• Donald Trump is facing a civil fraud case initiated by New York state Attorney General Letitia James.
  • The case is now being heard by a five-judge panel who have expressed concerns about possible overreach by James.
  • Trump's lawyer argued that any discrepancies in Trump's net worth were irrelevant to his lenders.
  • The case raises questions about the application of laws designed to protect consumers to private business transactions involving sophisticated parties.

The former U.S. President Donald Trump is currently embroiled in a civil fraud case brought against him by the state of New York. The case, which has attracted significant attention, pertains to Trump's real estate business practices, which a trial judge declared fraudulent.
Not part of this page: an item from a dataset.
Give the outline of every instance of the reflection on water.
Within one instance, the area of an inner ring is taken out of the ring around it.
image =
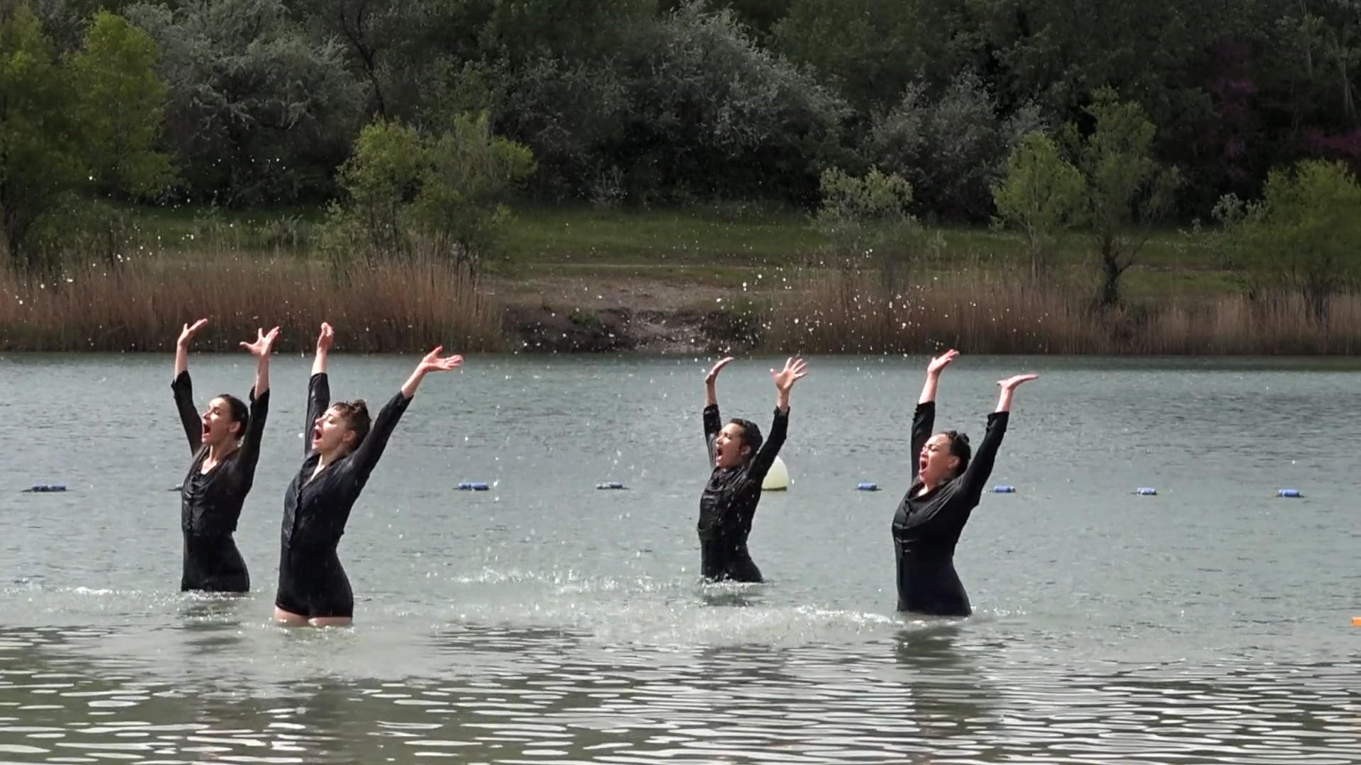
[[[1077,668],[951,622],[784,649],[460,626],[410,647],[423,671],[384,679],[287,662],[289,641],[374,633],[257,629],[231,603],[182,617],[161,634],[0,630],[0,761],[1361,761],[1357,664]],[[186,674],[158,662],[174,651],[269,666]]]
[[[974,617],[913,621],[889,523],[924,359],[815,359],[757,585],[697,581],[704,359],[478,359],[422,388],[355,506],[338,630],[269,622],[310,361],[271,370],[245,598],[177,588],[171,363],[0,374],[22,445],[0,483],[71,485],[0,486],[0,764],[1361,762],[1361,419],[1331,362],[961,359],[946,427],[981,427],[1002,376],[1044,382],[998,457],[1017,491],[957,555]],[[193,365],[207,389],[249,377]],[[343,366],[366,396],[408,373]],[[768,366],[724,372],[725,411],[769,411]],[[99,437],[72,437],[71,402],[110,389]]]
In February, Justice Arthur Engoron ordered Trump to pay $454.2 million in penalties and interest for inflating his net worth to secure better terms from lenders and insurers. The civil case was initiated by New York state Attorney General Letitia James.

The appeal is now being heard by a five-judge panel on the Appellate Division, a mid-level state appellate court in Manhattan. The judges on the panel have expressed concerns about possible overreach by James. During the opening statement by Judith Vale, the lawyer arguing for New York, two of the judges interrupted to question if there were any other examples of the state suing over private business transactions between sophisticated parties under a law aimed at protecting market integrity.

Judges Question the State's Approach

Justice David Friedman pointed out that every case cited by Vale involved damage to consumers or the marketplace, which he argued was not the case here. He further added that nobody lost any money. The judges also questioned the constraints applied to the law James cited in bringing the case - one that is typically used to go after fraudsters who target vulnerable consumers. Justice Peter Moulton asked, How do we draw a line or at least put up guardrails?

Vale, the state's deputy solicitor general, argued that the statute - known as Executive Law 63(12) - is broadly aimed at stopping fraud and illegality, and was therefore appropriate in Trump's case. The case stemmed from Trump's leadership of his family real estate company, the Trump Organization, before he became president in 2017. Trump managed to avert possible asset seizures in the case by posting a $175 million bond while he appeals.

Trump's Defense and the Implications of the Case

Trump's lawyer, John Sauer, argued that trial testimony showed that any discrepancies in Trump's net worth were irrelevant to his lenders. He stated, What is not disputed is the testimony that if the net worth had been as low as one million (dollars), the deal would've been exactly the same. Sauer added that none of Trump's lenders and business partners were harmed by the discrepancies on the financial statements, an argument Trump's lawyers have made throughout the case. There were no victims, no complaints, Sauer said.

Engoron's ruling poses a threat to the business empire Trump has built over decades, which includes hotels, office buildings, and golf courses around the world. With interest continuing to accrue, Trump now owes $478.3 million. The case is one of a number of legal entanglements Trump has faced since leaving the White House in 2021. He owes nearly $90 million in federal civil penalties for defaming a writer who accused him of sexual abuse, and was convicted in May on criminal charges stemming from hush money paid to a porn star.